Há na corte alguns colegiados que repudiam essa prática. A 2ª Seção é o melhor exemplo: nela, a fixação de teses por repetitivos só é analisada depois que a discussão jurídica já foi devidamente enfrentada e amadurecida em julgamentos de casos concretos na 3ª e na 4ª Turmas.

“No STF, com essa utilização casada, a repercussão geral funciona quase como incidente de assunção de competência: julga-se para evitar a propagação de processos e de decisões. Muitas vezes, o Supremo julga para decidir se tem repercussão geral sem ter apreciado a matéria afetada”, disse Cortes.

Já o advogado Georges Abboud, um dos organizadores do evento na sede do STJ que discutiu a arguição de relevância no recurso especial, destacou o potencial impacto da instituição desse novo filtro.

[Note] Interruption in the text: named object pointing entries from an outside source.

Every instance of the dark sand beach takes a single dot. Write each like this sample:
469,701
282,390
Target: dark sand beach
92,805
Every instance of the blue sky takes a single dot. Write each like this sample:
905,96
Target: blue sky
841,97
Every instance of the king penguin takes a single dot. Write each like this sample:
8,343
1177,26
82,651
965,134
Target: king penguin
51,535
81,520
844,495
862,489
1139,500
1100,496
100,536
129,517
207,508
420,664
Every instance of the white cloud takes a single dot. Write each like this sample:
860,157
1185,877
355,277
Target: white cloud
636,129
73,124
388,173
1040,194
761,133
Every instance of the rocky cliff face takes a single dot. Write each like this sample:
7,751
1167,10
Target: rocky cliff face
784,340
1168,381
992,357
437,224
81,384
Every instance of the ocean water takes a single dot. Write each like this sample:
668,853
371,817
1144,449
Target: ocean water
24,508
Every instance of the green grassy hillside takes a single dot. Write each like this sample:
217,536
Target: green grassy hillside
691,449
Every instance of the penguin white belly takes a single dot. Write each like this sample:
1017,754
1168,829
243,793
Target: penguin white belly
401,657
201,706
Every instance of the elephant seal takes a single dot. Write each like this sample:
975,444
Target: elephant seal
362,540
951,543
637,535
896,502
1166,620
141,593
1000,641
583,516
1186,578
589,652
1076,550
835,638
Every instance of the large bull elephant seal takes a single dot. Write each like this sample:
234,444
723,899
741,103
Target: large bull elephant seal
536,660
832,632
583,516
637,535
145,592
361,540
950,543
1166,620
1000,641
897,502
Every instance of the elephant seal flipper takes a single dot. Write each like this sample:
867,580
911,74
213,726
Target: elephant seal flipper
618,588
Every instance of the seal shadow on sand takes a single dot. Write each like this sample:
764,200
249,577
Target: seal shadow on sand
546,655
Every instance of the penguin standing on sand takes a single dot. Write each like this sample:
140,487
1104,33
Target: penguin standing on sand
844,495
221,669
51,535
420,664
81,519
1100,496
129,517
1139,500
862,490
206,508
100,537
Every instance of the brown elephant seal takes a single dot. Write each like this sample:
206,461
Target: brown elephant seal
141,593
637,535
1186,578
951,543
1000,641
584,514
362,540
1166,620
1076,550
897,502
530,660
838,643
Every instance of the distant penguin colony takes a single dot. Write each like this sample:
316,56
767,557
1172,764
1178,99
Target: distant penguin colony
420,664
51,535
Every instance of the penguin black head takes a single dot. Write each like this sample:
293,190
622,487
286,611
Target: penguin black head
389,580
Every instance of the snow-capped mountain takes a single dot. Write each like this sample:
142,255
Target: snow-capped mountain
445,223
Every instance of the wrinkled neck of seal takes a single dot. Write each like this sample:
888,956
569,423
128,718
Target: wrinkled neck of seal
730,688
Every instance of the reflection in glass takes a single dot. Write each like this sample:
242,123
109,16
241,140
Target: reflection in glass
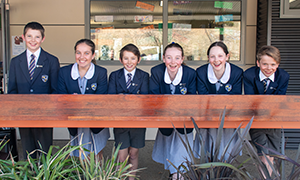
294,4
192,24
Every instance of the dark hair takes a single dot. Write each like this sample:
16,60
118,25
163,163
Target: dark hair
176,45
131,48
270,51
87,42
35,26
220,44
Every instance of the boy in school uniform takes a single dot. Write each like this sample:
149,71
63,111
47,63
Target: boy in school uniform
129,80
34,72
266,78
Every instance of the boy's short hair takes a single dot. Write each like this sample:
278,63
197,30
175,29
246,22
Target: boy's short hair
176,45
270,51
220,44
35,26
87,42
131,48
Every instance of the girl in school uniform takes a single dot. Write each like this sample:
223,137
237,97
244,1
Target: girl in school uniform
172,77
129,80
83,77
218,77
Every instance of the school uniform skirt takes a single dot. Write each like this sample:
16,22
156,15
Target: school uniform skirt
96,142
210,136
171,148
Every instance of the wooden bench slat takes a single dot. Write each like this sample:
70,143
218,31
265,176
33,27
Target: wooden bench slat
269,111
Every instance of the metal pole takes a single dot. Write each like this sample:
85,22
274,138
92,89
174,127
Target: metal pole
5,42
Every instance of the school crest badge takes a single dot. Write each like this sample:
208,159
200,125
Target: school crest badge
44,78
183,89
228,87
94,86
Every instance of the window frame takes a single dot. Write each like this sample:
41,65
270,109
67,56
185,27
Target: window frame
286,12
165,40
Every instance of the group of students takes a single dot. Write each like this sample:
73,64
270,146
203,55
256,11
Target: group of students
40,74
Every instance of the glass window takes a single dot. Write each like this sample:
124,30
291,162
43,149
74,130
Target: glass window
192,24
290,8
117,23
197,24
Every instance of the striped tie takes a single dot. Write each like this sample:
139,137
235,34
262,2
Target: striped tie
265,81
128,84
32,66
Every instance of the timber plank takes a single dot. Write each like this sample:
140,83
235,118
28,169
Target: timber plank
269,111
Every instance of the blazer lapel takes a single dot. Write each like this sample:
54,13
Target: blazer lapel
122,80
24,66
39,66
272,87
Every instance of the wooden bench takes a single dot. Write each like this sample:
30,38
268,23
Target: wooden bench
150,111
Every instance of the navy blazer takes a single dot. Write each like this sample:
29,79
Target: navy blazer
253,85
234,83
66,85
158,86
139,85
44,78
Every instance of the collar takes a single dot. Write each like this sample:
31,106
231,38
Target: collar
262,76
177,79
36,53
132,73
88,75
212,77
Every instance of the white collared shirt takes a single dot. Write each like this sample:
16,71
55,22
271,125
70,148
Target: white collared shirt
262,77
36,54
212,77
132,74
82,81
88,75
177,78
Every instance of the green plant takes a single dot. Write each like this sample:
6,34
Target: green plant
211,167
61,166
91,168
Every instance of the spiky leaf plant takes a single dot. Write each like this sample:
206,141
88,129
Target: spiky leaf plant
211,167
92,168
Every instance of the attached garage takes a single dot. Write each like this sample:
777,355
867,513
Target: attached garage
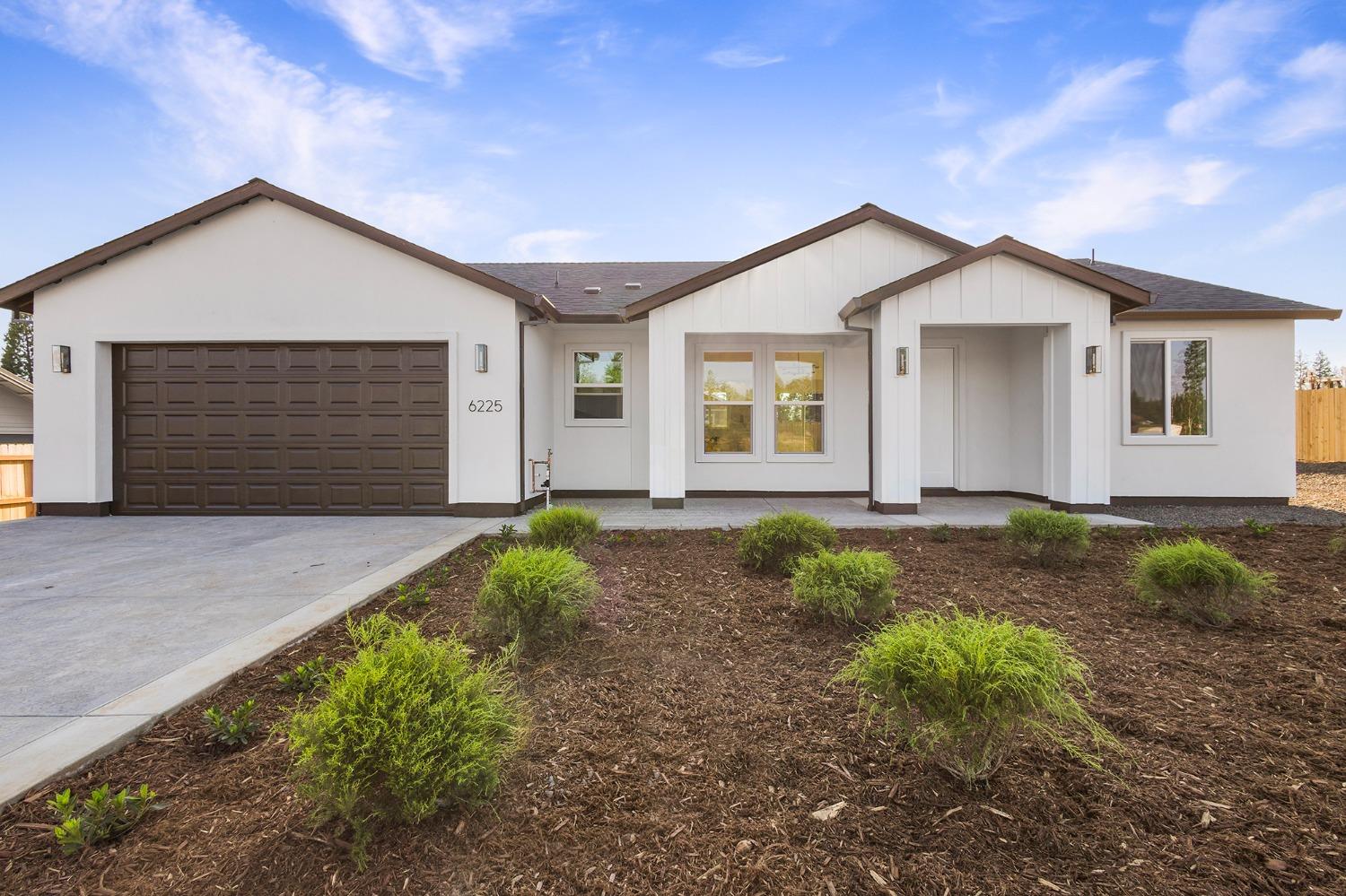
280,428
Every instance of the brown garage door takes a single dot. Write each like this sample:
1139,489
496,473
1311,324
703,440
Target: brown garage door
280,428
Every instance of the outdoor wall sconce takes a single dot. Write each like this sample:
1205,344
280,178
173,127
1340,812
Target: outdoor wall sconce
1093,360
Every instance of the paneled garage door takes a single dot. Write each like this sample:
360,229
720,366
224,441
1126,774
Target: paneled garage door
280,428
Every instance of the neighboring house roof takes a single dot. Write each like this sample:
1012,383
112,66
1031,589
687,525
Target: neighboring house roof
867,212
1182,298
564,283
1123,293
13,382
19,295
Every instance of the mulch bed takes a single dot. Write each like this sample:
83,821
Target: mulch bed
681,743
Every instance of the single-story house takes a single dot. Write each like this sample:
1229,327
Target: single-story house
260,352
15,408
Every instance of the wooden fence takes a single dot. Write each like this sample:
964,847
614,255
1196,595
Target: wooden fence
16,482
1321,425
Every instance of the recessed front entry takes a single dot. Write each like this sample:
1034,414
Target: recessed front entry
937,417
280,428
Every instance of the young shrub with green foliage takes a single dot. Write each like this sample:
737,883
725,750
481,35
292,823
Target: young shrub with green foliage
406,726
775,541
101,817
1198,581
533,594
233,728
563,526
963,691
1047,537
853,584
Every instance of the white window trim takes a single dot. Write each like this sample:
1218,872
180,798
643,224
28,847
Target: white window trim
568,371
1167,336
724,457
828,400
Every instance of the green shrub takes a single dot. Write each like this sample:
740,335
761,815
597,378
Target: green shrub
1047,537
564,526
306,677
533,594
855,584
406,726
1198,581
1259,530
777,541
101,817
961,691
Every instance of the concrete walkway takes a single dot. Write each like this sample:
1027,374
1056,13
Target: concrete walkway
112,623
843,513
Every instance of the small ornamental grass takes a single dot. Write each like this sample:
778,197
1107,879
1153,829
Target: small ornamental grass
1198,581
564,526
409,726
961,691
1047,537
533,594
853,584
775,541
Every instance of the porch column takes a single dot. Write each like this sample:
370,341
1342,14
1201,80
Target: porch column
668,411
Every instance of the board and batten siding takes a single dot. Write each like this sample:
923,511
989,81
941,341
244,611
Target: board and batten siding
1001,291
797,293
267,272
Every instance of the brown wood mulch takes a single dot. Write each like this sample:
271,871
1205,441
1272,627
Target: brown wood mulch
684,740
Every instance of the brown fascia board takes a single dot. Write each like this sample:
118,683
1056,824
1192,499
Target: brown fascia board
867,212
1124,292
1303,312
19,295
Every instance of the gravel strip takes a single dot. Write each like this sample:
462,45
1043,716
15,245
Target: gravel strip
1321,500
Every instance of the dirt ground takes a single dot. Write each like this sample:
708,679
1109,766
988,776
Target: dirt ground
681,743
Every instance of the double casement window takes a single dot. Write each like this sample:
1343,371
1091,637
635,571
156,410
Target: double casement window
1168,389
597,387
745,389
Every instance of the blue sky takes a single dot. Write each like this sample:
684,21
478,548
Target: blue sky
1205,140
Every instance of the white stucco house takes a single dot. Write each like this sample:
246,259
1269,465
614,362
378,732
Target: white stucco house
260,352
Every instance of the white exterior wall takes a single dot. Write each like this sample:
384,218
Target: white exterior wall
800,293
602,457
268,272
1001,291
1251,452
15,413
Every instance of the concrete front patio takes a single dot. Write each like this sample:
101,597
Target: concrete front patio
112,622
843,513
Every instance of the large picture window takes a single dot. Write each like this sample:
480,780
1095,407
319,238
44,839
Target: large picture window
799,401
1170,387
598,387
727,389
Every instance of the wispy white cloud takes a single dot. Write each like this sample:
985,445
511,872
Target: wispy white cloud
1093,94
427,39
1124,191
548,245
742,57
1200,112
1321,107
234,109
1319,206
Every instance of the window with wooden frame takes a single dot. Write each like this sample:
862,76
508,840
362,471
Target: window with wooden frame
597,387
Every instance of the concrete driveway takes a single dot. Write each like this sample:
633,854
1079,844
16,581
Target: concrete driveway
112,622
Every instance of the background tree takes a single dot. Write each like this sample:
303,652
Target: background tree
18,346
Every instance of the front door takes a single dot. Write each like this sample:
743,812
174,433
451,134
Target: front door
937,417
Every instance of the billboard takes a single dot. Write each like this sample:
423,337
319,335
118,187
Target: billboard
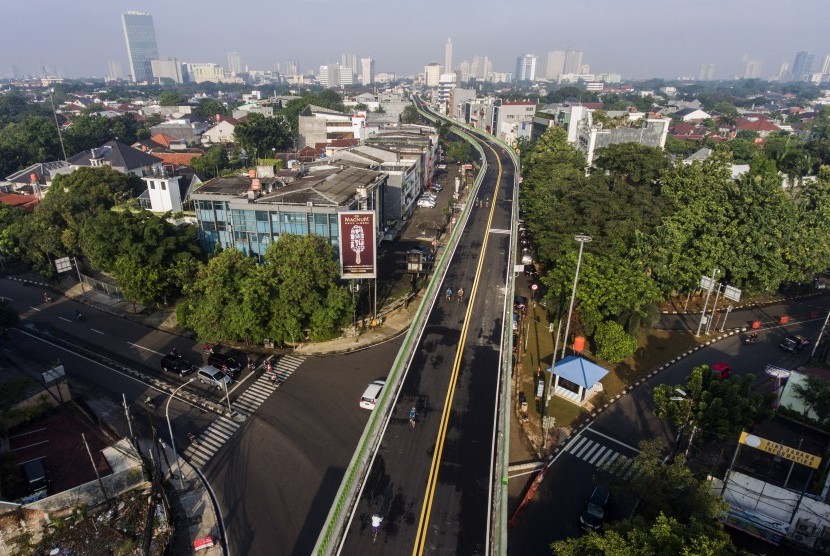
357,244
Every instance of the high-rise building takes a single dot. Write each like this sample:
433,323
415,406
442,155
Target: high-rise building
573,61
556,64
432,74
114,71
706,72
292,67
140,36
750,69
367,71
448,56
802,66
525,68
234,62
167,69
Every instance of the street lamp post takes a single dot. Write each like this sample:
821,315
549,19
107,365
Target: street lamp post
683,397
582,239
170,429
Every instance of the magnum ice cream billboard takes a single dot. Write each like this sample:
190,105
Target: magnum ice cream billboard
357,244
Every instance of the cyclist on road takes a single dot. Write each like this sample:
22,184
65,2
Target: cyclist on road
376,522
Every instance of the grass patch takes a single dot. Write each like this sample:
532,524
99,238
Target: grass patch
536,347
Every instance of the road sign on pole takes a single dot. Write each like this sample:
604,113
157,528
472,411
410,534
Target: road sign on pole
732,293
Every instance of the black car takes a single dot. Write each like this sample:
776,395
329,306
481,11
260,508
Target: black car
225,363
177,364
793,343
593,515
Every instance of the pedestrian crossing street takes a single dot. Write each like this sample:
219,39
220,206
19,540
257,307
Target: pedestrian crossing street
202,449
603,458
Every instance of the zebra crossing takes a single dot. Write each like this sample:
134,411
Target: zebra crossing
208,443
204,446
603,458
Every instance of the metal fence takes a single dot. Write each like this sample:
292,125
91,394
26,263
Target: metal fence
109,289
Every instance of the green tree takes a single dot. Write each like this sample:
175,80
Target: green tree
261,135
460,152
613,343
815,393
634,163
718,408
410,115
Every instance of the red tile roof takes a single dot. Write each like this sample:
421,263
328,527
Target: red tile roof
26,202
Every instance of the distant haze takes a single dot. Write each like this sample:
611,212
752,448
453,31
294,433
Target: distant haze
640,39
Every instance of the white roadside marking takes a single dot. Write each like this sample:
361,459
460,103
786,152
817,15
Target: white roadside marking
146,349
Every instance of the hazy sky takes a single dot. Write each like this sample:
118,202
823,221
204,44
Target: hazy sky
637,38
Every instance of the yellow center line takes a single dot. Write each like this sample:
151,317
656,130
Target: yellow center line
426,508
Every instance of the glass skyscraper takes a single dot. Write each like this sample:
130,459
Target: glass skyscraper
140,35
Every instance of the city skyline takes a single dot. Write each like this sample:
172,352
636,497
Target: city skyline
612,38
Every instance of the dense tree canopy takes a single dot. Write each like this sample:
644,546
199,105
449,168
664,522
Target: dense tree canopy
261,135
295,294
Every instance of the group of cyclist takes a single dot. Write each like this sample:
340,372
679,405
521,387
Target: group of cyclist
459,295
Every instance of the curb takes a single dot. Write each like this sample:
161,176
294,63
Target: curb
750,305
578,428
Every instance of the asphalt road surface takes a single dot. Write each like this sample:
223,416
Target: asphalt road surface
432,483
615,433
278,476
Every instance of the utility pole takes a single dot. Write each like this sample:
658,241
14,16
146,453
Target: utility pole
706,303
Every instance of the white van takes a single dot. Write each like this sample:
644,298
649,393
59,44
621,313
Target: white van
370,396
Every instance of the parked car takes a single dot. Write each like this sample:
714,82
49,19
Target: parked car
594,513
213,376
225,363
370,396
793,343
723,370
177,364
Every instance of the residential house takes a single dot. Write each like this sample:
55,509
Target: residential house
221,132
323,125
168,189
691,115
118,156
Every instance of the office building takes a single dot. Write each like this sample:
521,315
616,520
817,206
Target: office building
448,56
750,69
556,64
706,72
525,68
114,71
432,74
573,61
140,36
167,70
367,71
234,63
802,66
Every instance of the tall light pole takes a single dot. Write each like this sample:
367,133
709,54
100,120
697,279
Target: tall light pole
55,114
582,239
170,428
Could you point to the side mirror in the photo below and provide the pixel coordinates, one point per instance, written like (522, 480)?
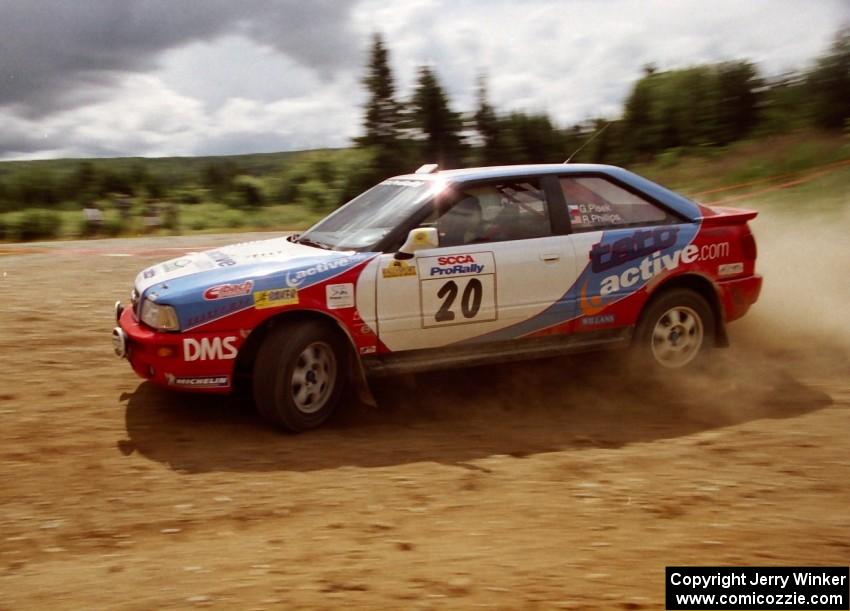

“A mudança é relevante, a legislação que virá será relevante, mas nada é mais relevante do que a jurisprudência que será consolidada. O desenho da relevância e sua funcionalidade vão demandar atualização constante de uma jurisprudência que será formada pelo STJ.”

*Por Danilo Vital – correspondente da revista Consultor Jurídico em Brasília.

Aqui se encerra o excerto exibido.